To use the stencils, you just grab, drag, and drop symbols onto the canvas; tying them together with various connector symbols. Of course, each symbol is “smart”, so right-clicking on a shape triggers a context sensitive menu that gives you finer control over the attributes and display properties of the shape.

If you don’t want to open the stencils manually, you can create either a new SysML or UML document from the templates that are co-installed with the stencils (file->new->choose drawing type->SysML). In this case, either the 2 UML stencils, or all 9 SysML stencils are auto-opened when the first page of the new document is created and displayed. I often use the multi-page feature of visio to create a set of associated behavior and structure diagrams for the design that I’m working on, or to reverse-engineer a section of undecipherable code that I’m struggling to understand.
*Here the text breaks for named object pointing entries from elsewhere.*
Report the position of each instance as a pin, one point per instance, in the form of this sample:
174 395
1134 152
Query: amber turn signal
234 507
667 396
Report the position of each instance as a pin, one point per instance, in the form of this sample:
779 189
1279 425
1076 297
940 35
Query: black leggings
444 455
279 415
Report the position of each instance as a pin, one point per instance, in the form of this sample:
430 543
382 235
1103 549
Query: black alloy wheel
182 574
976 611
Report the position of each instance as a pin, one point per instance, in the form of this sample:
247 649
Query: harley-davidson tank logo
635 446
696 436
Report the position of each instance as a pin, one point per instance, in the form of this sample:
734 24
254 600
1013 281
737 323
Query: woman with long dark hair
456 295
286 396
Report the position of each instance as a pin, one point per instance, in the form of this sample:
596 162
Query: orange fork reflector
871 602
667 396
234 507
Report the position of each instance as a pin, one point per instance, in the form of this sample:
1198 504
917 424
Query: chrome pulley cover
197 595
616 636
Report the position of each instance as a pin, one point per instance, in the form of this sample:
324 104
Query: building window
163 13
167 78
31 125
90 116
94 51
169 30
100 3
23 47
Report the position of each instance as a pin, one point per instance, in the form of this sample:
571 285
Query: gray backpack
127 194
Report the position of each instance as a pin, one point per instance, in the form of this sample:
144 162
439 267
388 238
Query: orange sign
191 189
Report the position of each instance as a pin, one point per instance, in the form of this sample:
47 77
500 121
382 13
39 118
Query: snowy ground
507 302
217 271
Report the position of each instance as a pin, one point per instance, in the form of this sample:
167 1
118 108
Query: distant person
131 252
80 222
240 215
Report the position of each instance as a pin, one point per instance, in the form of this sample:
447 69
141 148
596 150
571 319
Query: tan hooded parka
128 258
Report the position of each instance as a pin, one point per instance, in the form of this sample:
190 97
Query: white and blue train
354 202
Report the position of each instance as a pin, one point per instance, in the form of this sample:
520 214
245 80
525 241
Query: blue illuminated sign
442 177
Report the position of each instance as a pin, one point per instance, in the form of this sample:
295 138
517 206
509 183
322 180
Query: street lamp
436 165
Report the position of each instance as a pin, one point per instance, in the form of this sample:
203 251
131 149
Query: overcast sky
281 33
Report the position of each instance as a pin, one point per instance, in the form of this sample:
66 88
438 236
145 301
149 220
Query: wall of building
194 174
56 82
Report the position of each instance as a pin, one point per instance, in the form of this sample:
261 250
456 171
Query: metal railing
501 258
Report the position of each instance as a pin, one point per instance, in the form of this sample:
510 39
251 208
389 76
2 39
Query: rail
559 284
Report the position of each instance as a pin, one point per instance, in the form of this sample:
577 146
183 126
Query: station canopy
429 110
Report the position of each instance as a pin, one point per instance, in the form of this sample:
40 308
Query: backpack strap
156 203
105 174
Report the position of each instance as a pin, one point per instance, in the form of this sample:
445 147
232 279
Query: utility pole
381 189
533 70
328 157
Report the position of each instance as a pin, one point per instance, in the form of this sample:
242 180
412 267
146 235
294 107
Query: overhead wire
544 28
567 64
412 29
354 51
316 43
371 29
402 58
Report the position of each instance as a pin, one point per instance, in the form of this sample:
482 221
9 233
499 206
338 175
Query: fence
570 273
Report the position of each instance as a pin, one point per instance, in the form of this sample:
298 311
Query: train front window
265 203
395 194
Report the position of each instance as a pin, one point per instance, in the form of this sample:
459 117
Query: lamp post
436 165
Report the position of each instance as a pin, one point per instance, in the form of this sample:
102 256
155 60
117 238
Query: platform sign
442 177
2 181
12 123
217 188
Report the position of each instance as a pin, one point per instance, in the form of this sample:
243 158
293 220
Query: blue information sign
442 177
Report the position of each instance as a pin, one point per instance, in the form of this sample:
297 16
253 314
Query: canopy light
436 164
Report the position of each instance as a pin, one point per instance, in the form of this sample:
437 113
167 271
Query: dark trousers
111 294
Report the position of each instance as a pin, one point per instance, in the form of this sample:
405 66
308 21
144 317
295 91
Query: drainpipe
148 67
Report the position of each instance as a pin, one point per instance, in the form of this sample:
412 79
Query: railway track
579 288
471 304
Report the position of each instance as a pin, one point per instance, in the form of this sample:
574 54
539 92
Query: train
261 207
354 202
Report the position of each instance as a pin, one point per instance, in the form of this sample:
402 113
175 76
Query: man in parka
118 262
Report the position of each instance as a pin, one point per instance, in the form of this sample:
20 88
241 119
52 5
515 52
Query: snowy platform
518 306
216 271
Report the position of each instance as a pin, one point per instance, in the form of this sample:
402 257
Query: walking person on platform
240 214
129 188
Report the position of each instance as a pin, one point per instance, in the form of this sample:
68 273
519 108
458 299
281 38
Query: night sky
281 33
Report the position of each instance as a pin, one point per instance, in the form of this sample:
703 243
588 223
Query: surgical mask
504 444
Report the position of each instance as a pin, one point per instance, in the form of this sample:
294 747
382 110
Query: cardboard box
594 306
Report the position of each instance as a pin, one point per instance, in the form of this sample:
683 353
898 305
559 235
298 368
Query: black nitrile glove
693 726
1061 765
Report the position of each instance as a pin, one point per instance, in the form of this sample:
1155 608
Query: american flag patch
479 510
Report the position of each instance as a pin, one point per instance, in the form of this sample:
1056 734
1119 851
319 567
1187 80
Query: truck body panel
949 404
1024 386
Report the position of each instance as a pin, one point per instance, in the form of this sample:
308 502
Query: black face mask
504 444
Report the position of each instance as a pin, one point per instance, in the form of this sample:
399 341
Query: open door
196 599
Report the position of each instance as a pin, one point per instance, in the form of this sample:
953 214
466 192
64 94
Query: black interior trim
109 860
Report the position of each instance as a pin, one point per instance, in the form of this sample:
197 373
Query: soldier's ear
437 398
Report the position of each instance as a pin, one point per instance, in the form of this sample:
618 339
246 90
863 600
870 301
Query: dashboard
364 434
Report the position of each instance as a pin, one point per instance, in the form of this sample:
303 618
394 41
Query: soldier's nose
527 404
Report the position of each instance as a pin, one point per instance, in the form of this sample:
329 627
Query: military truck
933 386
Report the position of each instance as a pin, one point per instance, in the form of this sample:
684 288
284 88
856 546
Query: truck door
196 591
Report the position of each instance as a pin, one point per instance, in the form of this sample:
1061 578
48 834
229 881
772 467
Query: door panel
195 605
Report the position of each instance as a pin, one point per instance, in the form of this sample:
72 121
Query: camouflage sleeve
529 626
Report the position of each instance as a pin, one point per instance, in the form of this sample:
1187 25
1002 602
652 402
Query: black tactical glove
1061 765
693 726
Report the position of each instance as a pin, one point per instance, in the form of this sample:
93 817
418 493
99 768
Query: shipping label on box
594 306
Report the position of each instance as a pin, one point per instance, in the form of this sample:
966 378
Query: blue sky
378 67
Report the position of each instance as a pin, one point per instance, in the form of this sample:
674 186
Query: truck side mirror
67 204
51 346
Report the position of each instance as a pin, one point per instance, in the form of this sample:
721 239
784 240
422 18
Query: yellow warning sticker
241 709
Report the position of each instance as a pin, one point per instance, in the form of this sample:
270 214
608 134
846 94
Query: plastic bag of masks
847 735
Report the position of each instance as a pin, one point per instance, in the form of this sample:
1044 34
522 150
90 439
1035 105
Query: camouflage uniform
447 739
If you’re a visio user and you’re looking to learn UML and/or SysML, I think experimenting with these stencils is a much better learning alternative than using one of the big, formal, and more hand-cuffing tools like Artisan Studio or Sparx Enterprise Architect. You can “Bend it like Fowler” much more easily with the visio stencils approach and not get frustrated as often.

Unconstrained To Constrain

April 13, 2010 1 comment

As I continue to slowly inhale Fred Brooks‘s book, “The Design Of Design“,  I’m giddily uncovering  all kinds of diamonds in the rough. Fred states:

“If designers use a structured annotation or software tool during design it will restrict the ease of having vague ideas, impeding conceptual design.”

Ain’t that the truth? Don’t those handcuffing “standard document templates, processes, procedures, work instructions” that you’re required to follow to ensure quality (lol!) frustratingly constrain you from doing your best work?

Along the same lines, Fred hits another home run in my ballpark (which is devoid of adoring and paying fans, of course):

“I believe that a generic diagramming tool, with features such as automatic layout of trees, automatic rerouting of relationship arrows, and searchable nodes, is better suited to (design) tree capture. Microsoft Visio or SmartDraw might be such a choice.”

Man, this one almost made me faint and lose consciousness. I live, eat, and breath “Visio”. Every picture that you’ve seen in this blog and every design effort that I undertake at work starts with, and ends with, Visio – which is the greatest tool of expression I’ve ever used. I’ve tried “handcuffers” like Artisan Studio and Enterprise Architect as software design aids, but they were too frustratingly complex and constraining to allow me to conjure up self-satisfying designs.

All designs must eventually be constrained so that they can be built and exploited for profit. But in order to constrain, one must be unconstrained. How’s that for a zen-like paradox?